Well these two beasts now spend our license money on turning minging, flaky women into sex machines again after not giving a damn following getting married.
FACT - I have categorically told MrsCrip that if she gets fat and horrible she can sod off. I didn’t get together with a fat moose and I don’t expect to end up next to one just because she is in the comfort zone.
I was subjected to watching the two mingers, Butcher and Paris trying to make ugly people look half attractive through changing their clothing styles.
Here’s a tip, supply your audience with free Stella Artois. Or give your targets a circus tent, at least this will help cover their gopping faces as well.
Come off it, the only way the women featured on this programme are only going to get lucky is if the rest of the female population suddenly died.
Oi bints, if you are that thick that you have no idea what clothes you look good in may I make a suggestion - Open your eyes you FAT UGLY TROLLS and look in the mirror.
Isn’t it amazing that so many plain women get lucky and get married. and then proceed to turn in fat, greasy haired monstrosities. Most of the beasts I have ever seen on this programme would find it hard to get a shag in a dog’s home. Look I’m no fashion model, but at least I know how to dress myself properly.

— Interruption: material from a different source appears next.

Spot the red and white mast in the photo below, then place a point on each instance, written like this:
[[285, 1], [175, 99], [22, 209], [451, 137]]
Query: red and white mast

Here’s a fashion tip for all those women that have ever appeared on What Not To Wear. Buy an over-sized pair of long boots, (preferably 6-8 sizes too big, place your feet into the boots and proceed to fill the boots with cement. Wait for the cement to dry and then walk off the nearest pier when the tide is at its highest level.
I’m sick of having to pay out for rubbish like this, in fact I’m surprised I have a TV as there bugger all worth watching. How much longer are you and I going to have to pay for this crap? What Not To Wear is mindless bilge that has no other purpose than to keep a shite ex-singer and a minging ex-model in a job and give lazy plain bints the chance to cheat on their husbands following nothing short of a minor miracle.